Policy Types

What is a return of premium rider on term life insurance?

Answer

A return of premium (ROP) rider on a term life insurance policy guarantees that if you outlive the policy term, all or a portion of the premiums you paid will be returned to you—essentially making the insurance "free" if you don't die during the term. This sounds appealing, but the economics deserve careful consideration.

ROP term policies cost significantly more than standard term—often 20-40% more in annual premium. The returned premiums typically are not interest-bearing; you receive back the dollars you paid without growth or inflation adjustment. Compared to investing the premium difference between ROP and standard term in a diversified portfolio, the ROP structure often produces inferior long-term financial outcomes.

However, for individuals who prioritize the certainty of getting something back and are less focused on investment returns, ROP provides peace of mind. It also provides a forced savings element for individuals who might not otherwise invest the difference.

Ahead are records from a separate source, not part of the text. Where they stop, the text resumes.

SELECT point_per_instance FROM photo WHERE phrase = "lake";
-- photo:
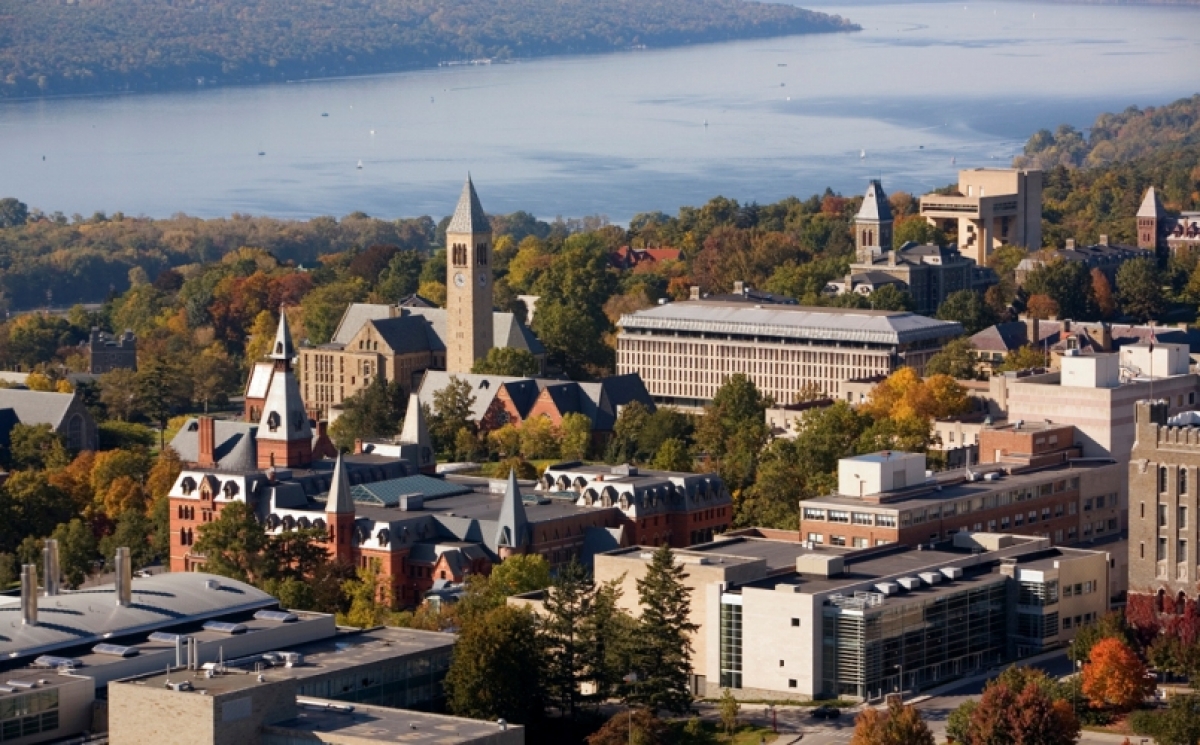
(615, 134)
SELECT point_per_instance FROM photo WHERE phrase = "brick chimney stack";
(208, 443)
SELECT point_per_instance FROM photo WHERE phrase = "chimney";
(29, 594)
(51, 566)
(208, 443)
(124, 578)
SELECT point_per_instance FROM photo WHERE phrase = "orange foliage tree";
(1115, 677)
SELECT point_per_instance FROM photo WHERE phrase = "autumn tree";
(900, 725)
(1019, 709)
(1114, 676)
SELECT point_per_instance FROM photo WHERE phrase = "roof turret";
(468, 216)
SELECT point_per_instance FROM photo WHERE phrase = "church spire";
(340, 500)
(468, 215)
(513, 528)
(283, 348)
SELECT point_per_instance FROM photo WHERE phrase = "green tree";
(36, 446)
(672, 455)
(234, 545)
(77, 550)
(733, 430)
(574, 437)
(958, 359)
(661, 653)
(12, 212)
(497, 667)
(1140, 289)
(969, 308)
(508, 361)
(730, 709)
(453, 410)
(375, 412)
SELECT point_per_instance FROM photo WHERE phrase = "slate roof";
(799, 323)
(36, 407)
(468, 215)
(90, 616)
(234, 448)
(875, 203)
(389, 492)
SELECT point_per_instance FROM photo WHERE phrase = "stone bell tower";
(468, 283)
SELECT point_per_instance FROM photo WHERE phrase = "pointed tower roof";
(468, 216)
(1151, 206)
(340, 500)
(417, 432)
(875, 204)
(283, 348)
(513, 528)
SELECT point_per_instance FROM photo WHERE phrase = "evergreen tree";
(497, 667)
(661, 650)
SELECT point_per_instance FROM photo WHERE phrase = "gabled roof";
(234, 448)
(468, 215)
(340, 500)
(513, 527)
(875, 204)
(37, 407)
(1150, 205)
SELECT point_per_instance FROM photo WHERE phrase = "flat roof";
(377, 725)
(791, 322)
(929, 496)
(91, 616)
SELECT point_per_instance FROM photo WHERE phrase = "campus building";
(929, 274)
(401, 342)
(993, 208)
(205, 636)
(685, 350)
(1163, 233)
(787, 620)
(1164, 563)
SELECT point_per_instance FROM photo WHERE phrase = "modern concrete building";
(107, 352)
(993, 208)
(685, 350)
(1164, 564)
(787, 620)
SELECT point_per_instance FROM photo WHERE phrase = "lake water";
(615, 134)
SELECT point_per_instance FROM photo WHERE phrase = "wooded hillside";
(90, 46)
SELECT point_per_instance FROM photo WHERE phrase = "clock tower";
(468, 283)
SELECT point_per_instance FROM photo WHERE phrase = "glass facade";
(27, 714)
(406, 683)
(871, 647)
(731, 643)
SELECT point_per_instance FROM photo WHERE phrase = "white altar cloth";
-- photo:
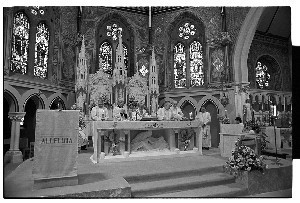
(99, 127)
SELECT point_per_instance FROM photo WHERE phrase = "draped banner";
(55, 150)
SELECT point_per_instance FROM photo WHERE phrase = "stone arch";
(243, 43)
(213, 99)
(161, 103)
(54, 97)
(13, 97)
(40, 98)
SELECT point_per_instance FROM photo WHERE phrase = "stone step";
(144, 189)
(273, 154)
(158, 176)
(228, 190)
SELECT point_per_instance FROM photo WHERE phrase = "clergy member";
(99, 112)
(165, 113)
(204, 116)
(177, 113)
(119, 111)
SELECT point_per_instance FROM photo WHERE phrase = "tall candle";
(149, 16)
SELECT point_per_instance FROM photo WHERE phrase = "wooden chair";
(31, 149)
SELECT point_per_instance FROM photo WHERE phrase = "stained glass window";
(37, 9)
(112, 30)
(143, 70)
(41, 51)
(262, 76)
(20, 43)
(196, 64)
(187, 30)
(105, 57)
(179, 66)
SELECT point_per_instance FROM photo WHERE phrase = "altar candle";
(149, 16)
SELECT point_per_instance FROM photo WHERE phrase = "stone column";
(14, 155)
(171, 134)
(100, 155)
(199, 139)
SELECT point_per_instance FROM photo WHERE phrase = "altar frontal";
(55, 147)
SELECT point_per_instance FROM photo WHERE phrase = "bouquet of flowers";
(114, 143)
(243, 158)
(81, 116)
(132, 103)
(185, 137)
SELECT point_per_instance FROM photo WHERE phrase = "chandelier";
(187, 30)
(224, 95)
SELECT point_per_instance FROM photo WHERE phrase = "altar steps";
(205, 182)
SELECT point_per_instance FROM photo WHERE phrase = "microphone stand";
(276, 154)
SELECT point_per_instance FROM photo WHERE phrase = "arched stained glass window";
(41, 51)
(179, 66)
(20, 43)
(105, 56)
(196, 64)
(262, 75)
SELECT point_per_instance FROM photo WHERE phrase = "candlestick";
(149, 16)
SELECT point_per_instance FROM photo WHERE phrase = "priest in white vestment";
(100, 112)
(204, 116)
(120, 111)
(177, 113)
(165, 113)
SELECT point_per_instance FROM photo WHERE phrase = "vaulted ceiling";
(275, 21)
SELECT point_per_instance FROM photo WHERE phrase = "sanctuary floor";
(19, 182)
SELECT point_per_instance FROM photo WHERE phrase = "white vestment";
(177, 113)
(206, 136)
(99, 114)
(163, 114)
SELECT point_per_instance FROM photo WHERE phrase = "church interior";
(233, 62)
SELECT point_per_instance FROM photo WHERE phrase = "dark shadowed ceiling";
(276, 21)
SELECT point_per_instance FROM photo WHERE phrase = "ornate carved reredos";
(137, 88)
(100, 85)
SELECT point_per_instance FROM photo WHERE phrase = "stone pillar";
(199, 139)
(99, 144)
(14, 155)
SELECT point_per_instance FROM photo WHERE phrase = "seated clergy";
(165, 113)
(99, 112)
(119, 111)
(177, 113)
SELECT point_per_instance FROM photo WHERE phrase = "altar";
(169, 128)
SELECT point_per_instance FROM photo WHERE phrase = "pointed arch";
(189, 30)
(243, 43)
(127, 35)
(20, 43)
(41, 53)
(213, 99)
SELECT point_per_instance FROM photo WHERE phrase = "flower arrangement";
(113, 142)
(132, 103)
(185, 138)
(243, 158)
(224, 119)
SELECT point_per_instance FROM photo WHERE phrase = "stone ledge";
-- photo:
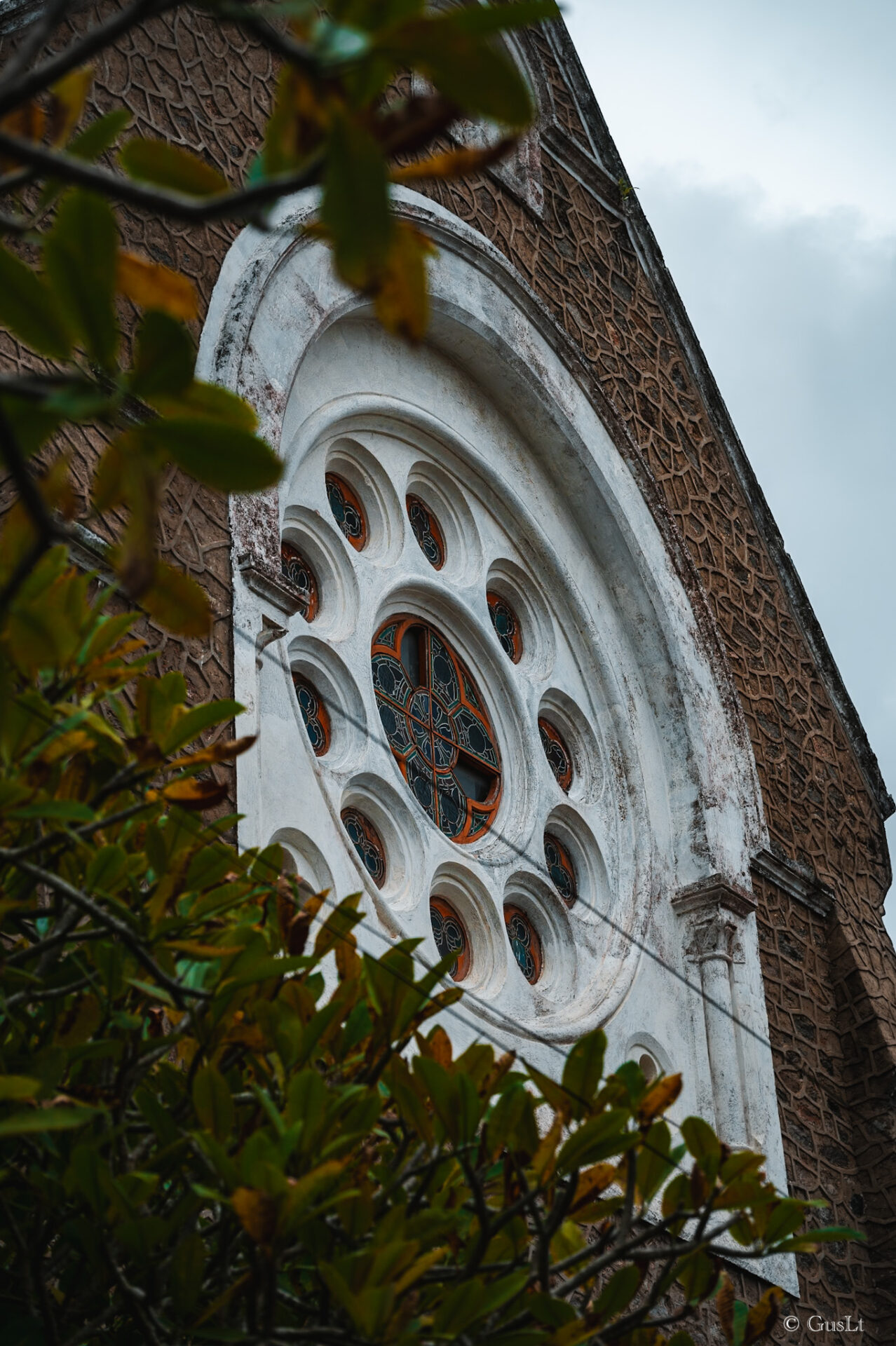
(796, 881)
(711, 892)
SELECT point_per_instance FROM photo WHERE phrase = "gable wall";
(830, 983)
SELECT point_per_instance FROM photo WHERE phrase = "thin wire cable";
(338, 712)
(491, 1012)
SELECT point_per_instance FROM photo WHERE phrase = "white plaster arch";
(496, 402)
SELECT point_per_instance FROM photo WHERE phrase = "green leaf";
(18, 1088)
(64, 810)
(177, 602)
(702, 1143)
(217, 454)
(355, 202)
(171, 168)
(213, 1103)
(107, 869)
(618, 1293)
(595, 1141)
(165, 357)
(194, 722)
(208, 400)
(46, 1119)
(30, 310)
(80, 256)
(583, 1070)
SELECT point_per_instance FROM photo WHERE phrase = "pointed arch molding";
(670, 746)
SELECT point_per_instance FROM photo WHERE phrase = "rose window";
(437, 727)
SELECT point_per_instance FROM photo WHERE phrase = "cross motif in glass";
(300, 573)
(506, 625)
(437, 730)
(426, 529)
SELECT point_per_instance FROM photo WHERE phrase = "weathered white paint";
(490, 424)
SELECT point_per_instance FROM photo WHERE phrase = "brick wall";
(830, 983)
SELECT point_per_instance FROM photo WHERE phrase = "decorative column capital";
(713, 894)
(713, 909)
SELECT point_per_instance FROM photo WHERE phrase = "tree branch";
(118, 927)
(175, 205)
(16, 90)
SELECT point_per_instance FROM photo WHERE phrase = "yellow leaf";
(660, 1097)
(196, 794)
(726, 1306)
(257, 1213)
(80, 1024)
(29, 123)
(400, 295)
(69, 96)
(455, 163)
(152, 286)
(592, 1182)
(763, 1315)
(417, 1268)
(545, 1157)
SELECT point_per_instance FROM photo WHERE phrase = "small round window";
(506, 625)
(314, 714)
(437, 727)
(300, 573)
(426, 529)
(348, 510)
(525, 942)
(562, 869)
(367, 843)
(451, 937)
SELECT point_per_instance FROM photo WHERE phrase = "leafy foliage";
(218, 1119)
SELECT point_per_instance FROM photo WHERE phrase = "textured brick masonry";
(830, 984)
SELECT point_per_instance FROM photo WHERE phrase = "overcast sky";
(761, 136)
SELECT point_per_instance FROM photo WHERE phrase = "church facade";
(524, 651)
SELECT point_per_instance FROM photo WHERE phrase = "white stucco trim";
(496, 404)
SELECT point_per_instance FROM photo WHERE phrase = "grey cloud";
(796, 320)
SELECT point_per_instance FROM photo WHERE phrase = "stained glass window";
(557, 753)
(525, 942)
(300, 573)
(348, 510)
(562, 869)
(437, 730)
(314, 712)
(506, 625)
(367, 843)
(451, 936)
(426, 529)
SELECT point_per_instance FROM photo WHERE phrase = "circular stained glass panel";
(348, 510)
(451, 936)
(314, 714)
(562, 869)
(426, 529)
(300, 573)
(557, 753)
(367, 843)
(437, 727)
(506, 625)
(525, 942)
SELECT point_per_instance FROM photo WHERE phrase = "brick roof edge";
(666, 290)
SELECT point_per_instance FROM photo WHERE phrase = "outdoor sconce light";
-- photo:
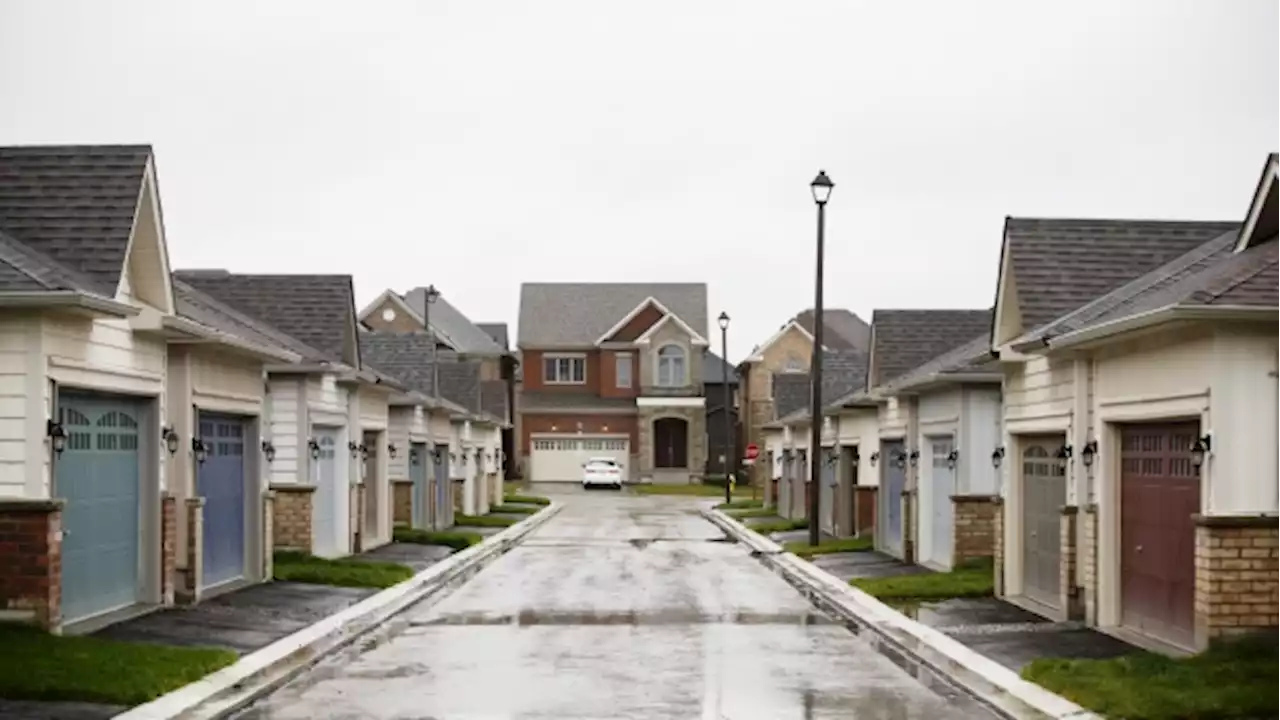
(56, 436)
(170, 438)
(1200, 450)
(1089, 452)
(1064, 456)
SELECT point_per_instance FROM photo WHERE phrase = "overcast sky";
(478, 145)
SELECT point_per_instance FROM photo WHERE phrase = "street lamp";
(728, 420)
(821, 188)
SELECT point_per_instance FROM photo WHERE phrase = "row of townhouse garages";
(1107, 433)
(163, 432)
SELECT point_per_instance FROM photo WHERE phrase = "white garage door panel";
(560, 460)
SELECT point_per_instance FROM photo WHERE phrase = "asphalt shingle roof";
(904, 340)
(577, 314)
(74, 204)
(1063, 264)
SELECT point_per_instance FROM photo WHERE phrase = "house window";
(565, 369)
(622, 369)
(671, 365)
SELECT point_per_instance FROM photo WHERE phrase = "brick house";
(613, 369)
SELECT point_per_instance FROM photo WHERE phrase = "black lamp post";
(728, 420)
(821, 187)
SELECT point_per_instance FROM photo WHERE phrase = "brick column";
(188, 592)
(168, 547)
(31, 561)
(1237, 577)
(292, 516)
(974, 527)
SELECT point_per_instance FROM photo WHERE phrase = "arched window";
(671, 367)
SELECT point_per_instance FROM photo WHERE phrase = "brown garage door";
(1159, 495)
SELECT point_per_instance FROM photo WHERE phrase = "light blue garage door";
(99, 477)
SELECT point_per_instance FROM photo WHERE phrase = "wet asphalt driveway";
(620, 607)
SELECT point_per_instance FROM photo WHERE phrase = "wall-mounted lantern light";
(1200, 450)
(170, 438)
(1088, 452)
(56, 436)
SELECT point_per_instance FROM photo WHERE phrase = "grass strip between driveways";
(1235, 680)
(346, 572)
(448, 538)
(36, 665)
(972, 579)
(826, 547)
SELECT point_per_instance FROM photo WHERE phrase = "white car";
(602, 472)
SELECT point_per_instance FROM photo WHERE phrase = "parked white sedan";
(602, 472)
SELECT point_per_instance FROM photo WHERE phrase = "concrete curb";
(263, 671)
(936, 660)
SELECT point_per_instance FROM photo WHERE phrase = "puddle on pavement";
(631, 618)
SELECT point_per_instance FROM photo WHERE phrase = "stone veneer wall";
(1237, 577)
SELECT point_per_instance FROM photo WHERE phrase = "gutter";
(68, 299)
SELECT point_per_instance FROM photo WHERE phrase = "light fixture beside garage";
(170, 438)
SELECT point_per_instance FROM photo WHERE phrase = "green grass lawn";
(1235, 680)
(346, 572)
(976, 579)
(483, 520)
(36, 665)
(842, 545)
(448, 538)
(780, 527)
(526, 499)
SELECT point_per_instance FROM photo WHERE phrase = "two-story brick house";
(613, 369)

Many financial professionals suggest comparing the total cost of ROP versus investing the premium savings in a low-cost index fund over the same period. Agents in our network can illustrate both approaches so you can make an informed decision that aligns with your financial goals and values.

Key Takeaways

  • Returns premiums if you outlive the term policy—but at a significantly higher cost.
  • Returned premiums include no interest or growth adjustment.
  • Comparing ROP to investing the premium difference is an important consideration.
  • May suit those who prioritize certainty of financial recovery over investment growth.